Les pauvres et leur histoire

A travers des portraits des humbles et des anonymes, l'auteur écrit une autre histoire de la pauvreté, plus humaine et plus juste, plus près des réalités.

De Jean Valjean à l’abbé Pierre

L’auteur, professeur d’histoire contemporaine à l’Institut catholique, déclare dès l’introduction :  » j’ai voulu dans le présent ouvrage, nommer et prénommer la foule des pauvres que j’ai tirés des ténèbres de l’histoire ». Il se réclame du Père Wresinski, qu’il cite souvent, pour encourager les pauvres à s’ancrer dans leur histoire familiale, à former un peuple pour ressaisir leurs droits et leur dignité. Il retrace les cohortes des pauvres depuis l’Ancien Régime, non libérés par la Révolution, malgré la création d’une assistance publique en 1796, jusqu’aux prolétaires de l’ère industrielle qui produisent mais ne possèdent pas et n’ont aucune protection ; et enfin les nouveaux pauvres, condamnés à la précarité, sans avenir, et de plus en plus nombreux.

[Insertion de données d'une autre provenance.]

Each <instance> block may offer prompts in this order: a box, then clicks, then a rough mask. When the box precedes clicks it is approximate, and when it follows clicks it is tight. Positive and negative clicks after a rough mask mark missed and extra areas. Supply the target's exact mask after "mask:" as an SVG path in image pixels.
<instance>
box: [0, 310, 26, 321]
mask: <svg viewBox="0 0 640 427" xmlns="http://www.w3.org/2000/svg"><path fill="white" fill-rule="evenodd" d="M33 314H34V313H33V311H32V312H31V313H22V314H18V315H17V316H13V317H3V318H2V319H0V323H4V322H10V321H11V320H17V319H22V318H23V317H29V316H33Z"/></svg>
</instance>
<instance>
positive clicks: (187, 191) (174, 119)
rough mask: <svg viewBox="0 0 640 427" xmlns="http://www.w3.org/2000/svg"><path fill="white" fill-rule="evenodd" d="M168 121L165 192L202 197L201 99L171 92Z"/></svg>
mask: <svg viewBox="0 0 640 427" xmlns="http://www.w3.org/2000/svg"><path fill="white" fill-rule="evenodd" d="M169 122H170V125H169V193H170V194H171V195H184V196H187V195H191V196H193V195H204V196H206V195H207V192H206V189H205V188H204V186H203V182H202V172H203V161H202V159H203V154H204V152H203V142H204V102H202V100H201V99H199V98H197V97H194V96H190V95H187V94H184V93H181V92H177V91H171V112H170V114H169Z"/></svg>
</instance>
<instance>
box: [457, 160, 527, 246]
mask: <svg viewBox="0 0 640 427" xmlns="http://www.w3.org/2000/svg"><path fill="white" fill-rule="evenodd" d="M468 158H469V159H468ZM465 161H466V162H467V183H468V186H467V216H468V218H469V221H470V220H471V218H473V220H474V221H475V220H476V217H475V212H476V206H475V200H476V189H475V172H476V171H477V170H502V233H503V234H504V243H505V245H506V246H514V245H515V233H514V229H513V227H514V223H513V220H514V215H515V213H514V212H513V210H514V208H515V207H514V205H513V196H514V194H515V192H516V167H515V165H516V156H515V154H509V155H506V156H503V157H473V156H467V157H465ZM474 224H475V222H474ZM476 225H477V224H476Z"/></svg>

Dans la première partie, il se penche sur l’indigent, le miséreux, dont la santé défaillante anticipe même la misère, et qui était, avant la déchristianisation, réparti en deux groupes : le vagabond, fainéant, sans aveu, personne ne répondant de sa bonne vie, et le mendiant paroissial, qui permettait aux riches de faire la charité. Pour Thiers il fallait se résigner à la pauvreté de certains, car la distribution des biens en vue d’une égalité générale appauvrirait tout le monde.

La deuxième partie traite du prolétaire, soumis au jeu de l’offre et de la demande, à la merci du patron, sans protection sociale, sans indemnité de chômage, sans droit d’association jusqu’en 1848. Mais ce sont les femmes, dans les ateliers du textile ou travaillant à domicile, et les enfants, qui étaient les plus exploités et sous-payés. Le chômage, précipitant dans la misère des familles entières, a sévi lors des crises de 1846, 1906, 1929-1936, et 1950. Les prolétaires recoururent de plus en plus à des révoltes et à des grèves avec la naissance des syndicats (la CGT dès 1895).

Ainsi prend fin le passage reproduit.